At yesterday's meeting, British Foreign Secretary Sir Geoffrey Howe urged other EC foreign ministers ``to send a clear, collective signal that Syrian involvement in terrorism is unacceptable and will not be tolerated,'' British officials reported.
It came as no surprise to long-time EC observers that the foreign ministers had difficulty adopting a tough joint stand vis-`a-vis Syria. The speed with which Britain acted caught most countries off balance, and the ministers broke off deliberations at least once Monday to seek instructions from their capitals.
In the past, often conflicting political and economic interests have pitted one country against another when the EC has been confronted with devising a common position on politically sensitive issues. Earlier this year the EC was able to agree only on limited sanctions against Libya when asked to do so by the United States. And last month, the EC adopted a rather weak package of punitive measures against South Africa, despite unequivocally strong collective opposition to apartheid.
The minimum Britain reportedly wanted at yesterday's meeting was: a recall of ambassadors from Damascus; curbs on the movements of Syrian diplomats; and stricter visa rules for Syrian nationals. Britain also appeared to want the EC to consider banning arms sales to Syria and freezing EC economic aid programs.
But many EC nations were reluctant to sever diplomatic ties with Damascus given Syria's pivotal role in the Middle East. Most nations were also hesitant to recall their ambassadors from Syria.
Until now, the 12 EC members have sought to maintain a comfortable working relationship with Syria, not only because of its importance in the Middle East but also because of its economic and political ties to the Community's three Mediterranean members -- France, Italy, and Greece. France has been seeking Syria's good offices and assistance in helping secure the the release of eight French hostages held in Lebanon.
A British official said that Sir Geoffrey had presented to his EC colleagues ``convincing evidence'' of Syrian government involvement in terrorism.

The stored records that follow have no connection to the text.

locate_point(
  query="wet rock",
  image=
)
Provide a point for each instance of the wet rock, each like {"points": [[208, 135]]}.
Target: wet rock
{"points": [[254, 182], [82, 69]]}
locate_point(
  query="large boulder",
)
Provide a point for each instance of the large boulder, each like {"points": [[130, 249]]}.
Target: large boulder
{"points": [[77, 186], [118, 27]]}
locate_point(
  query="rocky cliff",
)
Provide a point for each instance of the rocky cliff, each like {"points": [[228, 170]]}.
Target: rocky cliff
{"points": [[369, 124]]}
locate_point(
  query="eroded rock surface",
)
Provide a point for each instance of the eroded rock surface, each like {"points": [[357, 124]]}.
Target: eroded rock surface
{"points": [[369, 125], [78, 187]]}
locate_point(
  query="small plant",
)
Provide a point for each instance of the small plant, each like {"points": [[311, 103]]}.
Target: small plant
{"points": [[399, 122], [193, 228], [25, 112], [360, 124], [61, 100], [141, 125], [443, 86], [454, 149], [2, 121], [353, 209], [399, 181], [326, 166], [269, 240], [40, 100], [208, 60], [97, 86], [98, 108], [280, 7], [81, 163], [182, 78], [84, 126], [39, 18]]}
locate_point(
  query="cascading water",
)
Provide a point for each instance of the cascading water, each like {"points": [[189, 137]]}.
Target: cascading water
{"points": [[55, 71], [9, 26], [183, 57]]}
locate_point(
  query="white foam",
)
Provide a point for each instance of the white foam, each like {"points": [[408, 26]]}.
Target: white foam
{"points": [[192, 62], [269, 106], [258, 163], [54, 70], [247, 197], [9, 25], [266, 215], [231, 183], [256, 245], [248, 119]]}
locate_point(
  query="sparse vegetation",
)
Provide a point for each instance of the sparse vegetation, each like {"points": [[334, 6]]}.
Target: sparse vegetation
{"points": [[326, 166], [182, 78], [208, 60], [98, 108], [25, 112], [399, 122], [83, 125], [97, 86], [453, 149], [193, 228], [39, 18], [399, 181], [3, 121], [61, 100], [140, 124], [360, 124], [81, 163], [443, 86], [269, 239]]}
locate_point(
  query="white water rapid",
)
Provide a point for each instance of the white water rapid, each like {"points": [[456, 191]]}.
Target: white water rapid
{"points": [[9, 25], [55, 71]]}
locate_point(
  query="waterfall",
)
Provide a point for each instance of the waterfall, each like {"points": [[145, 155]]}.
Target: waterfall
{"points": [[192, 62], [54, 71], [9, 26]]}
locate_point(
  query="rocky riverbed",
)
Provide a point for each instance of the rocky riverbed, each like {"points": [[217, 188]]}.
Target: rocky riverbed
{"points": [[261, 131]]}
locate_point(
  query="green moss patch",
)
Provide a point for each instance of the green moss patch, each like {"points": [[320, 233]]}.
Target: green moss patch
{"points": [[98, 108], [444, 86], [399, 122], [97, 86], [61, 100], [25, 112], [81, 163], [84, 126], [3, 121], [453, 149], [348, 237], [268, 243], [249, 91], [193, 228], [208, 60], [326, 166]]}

But a Belgian delegate, echoing a widespread view among EC ministers here, said that ``so far, Syrian complicity has not been proved -- at least not to our satisfaction.''
Britain severed diplomatic ties with Damascus after Jordanian national, Nezar Hindawi, was found guilty of trying to smuggle a bomb onto an Israeli airliner in London last April. Evidence presented during the trial, which ended Friday, reportedly showed that Syria's ambassador in London had been directly involved in the plot. Syria firmly denies any connection with the plan.